In Europa si parla di economia di guerra dopo il Consiglio Europeo di fine marzo. Una prospettiva che apre alla mobilitazione dell’economia dell’Unione Europea in direzione dell’amplificazione del sostegno all’Ucraina invasa dalla Federazione Russa. Si analizza l’idea di mobilitare sempre più settori verso una presa in carico della necessità di trovarsi di fronte a tagliare rapporti di fornitura e comunicazione economica con potenziali rivali, della sfida sistemica del riarmo, dell’ottimizzazione delle risorse. In Francia, addirittura, si parla della prospettiva di requisire fabbriche e dare alle commesse militari, nelle industrie, la priorità su quelle civili.
L’argomento dell’economia di guerra è da tempo associato alla situazione di conflitto effettivo in cui l’Europa si trova con la Russia, attraverso l’Occidente. Questa situazione impone politiche che sarebbero appropriate in un contesto di guerra reale: razionalizzare le forze produttive nei settori dove si ritiene che l’avversario possa sfruttare le vulnerabilità e quindi condurre azioni di guerra economica contro il tessuto produttivo nazionale. In particolare, oggigiorno l’attenzione è rivolta all’energia, al cyber, alle tecnologie critiche, alle infrastrutture.
L’Europa si sta preparando per un’economia di guerra da considerare come un’opzione reale negli anni a venire in settori critici e che dovrà essere esaminata attraverso una serie di criteri. Questi includono la resilienza del sistema produttivo europeo, la sicurezza delle fonti di approvvigionamento e le strategie per gestire il confronto con avversari come la Russia, ma anche con lo “standard” imposto da alleati come gli Stati Uniti. L’economia di guerra favorisce anche politiche di accelerazione tecnologica, come evidenziato dalle discussioni sulla difesa europea.
L’economia di guerra adotta un metodo di gestione delle risorse taylorista per ottimizzare l’efficienza di ogni risorsa finanziaria e ogni lavoratore coinvolto. È naturale che siano privilegiati quei settori che, sia nella Difesa che in altri ambiti, offrono i ritorni strategici più sicuri, non tanto in termini di vantaggio economico quanto di garanzia di sicurezza dalle possibili dipendenze da attori rivali. Sul versante energetico, è diventato evidente questa mobilitazione da economia di guerra con l’obiettivo di sostituire il gas russo. Da tempo, Washington ha mobilitato la sua base tecnologica per valorizzare la forza della sua industria e della sua produzione nella transizione verde, nella sovranità energetica, nelle tecnologie critiche, nei semiconduttori per consolidare il decoupling e ridurre la dipendenza dal rivale cinese e ridimensionare l’influenza della Russia.
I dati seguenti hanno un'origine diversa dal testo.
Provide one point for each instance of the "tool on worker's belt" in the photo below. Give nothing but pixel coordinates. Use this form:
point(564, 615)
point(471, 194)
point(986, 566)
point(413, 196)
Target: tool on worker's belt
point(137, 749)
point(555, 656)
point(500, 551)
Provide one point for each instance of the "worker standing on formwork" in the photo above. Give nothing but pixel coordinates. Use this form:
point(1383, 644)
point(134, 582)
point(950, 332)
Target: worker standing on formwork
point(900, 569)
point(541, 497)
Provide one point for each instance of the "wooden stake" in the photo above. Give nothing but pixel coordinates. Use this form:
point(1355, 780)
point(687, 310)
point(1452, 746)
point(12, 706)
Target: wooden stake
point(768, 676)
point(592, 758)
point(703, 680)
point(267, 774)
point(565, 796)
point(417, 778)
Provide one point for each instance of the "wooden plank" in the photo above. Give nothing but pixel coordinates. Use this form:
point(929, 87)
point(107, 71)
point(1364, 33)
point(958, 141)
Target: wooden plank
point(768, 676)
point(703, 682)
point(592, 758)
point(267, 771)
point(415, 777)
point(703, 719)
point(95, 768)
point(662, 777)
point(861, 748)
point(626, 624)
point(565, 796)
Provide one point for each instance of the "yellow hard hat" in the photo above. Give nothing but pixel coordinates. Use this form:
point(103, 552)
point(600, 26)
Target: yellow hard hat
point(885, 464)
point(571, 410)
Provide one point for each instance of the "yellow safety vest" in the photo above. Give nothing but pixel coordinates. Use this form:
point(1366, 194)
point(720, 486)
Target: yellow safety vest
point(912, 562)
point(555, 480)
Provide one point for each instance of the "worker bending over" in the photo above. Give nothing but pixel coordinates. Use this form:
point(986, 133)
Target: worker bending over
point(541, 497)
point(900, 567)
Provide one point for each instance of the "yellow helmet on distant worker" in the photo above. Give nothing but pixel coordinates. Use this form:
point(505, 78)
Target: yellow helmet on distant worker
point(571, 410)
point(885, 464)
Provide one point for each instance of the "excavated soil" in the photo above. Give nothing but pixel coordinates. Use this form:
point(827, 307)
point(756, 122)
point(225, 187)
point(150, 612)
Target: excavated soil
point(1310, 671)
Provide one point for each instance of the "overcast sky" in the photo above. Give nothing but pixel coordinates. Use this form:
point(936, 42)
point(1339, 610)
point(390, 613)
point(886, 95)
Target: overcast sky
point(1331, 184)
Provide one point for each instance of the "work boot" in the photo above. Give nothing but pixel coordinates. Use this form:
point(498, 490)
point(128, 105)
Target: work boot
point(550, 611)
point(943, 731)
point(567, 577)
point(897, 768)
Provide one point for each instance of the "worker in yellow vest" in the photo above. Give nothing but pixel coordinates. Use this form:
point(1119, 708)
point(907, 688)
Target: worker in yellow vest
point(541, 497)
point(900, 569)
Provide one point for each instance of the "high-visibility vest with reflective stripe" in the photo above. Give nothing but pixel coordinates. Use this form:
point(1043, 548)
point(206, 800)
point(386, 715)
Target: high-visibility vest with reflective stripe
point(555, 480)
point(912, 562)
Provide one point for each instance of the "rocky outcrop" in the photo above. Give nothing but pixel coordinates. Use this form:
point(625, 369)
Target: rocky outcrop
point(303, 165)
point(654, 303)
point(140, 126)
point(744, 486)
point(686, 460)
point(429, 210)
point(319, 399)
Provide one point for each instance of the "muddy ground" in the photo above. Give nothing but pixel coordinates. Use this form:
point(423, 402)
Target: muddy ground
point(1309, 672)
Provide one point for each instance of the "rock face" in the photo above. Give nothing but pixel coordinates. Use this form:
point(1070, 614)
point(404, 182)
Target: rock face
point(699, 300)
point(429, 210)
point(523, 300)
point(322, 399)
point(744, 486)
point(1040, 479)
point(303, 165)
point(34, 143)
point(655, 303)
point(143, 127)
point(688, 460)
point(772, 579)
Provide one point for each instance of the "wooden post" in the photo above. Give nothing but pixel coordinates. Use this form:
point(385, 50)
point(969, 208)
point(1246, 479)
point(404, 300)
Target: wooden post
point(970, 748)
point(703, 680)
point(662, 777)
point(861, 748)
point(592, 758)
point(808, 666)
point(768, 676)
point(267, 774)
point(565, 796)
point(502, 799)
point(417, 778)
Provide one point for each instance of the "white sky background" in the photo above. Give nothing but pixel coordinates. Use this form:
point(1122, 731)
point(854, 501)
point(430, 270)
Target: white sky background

Quest’ultima, in termini di mobilitazione, è al massimo della capacità nella fase finale dell’economia di guerra, dedicando la sua base industriale alla produzione di armamenti.
L’Europa non dovrà, sperabilmente, arrivare a tal punto. Ma in futuro una mobilitazione dei settori più strategici sarà richiesta per gestire un quadro di competizione attivo e dinamico. Che toccherà da vicino molti poli produttivi del Vecchio Continente. In cui sfide geopolitiche e dinamiche economiche andranno lette assieme.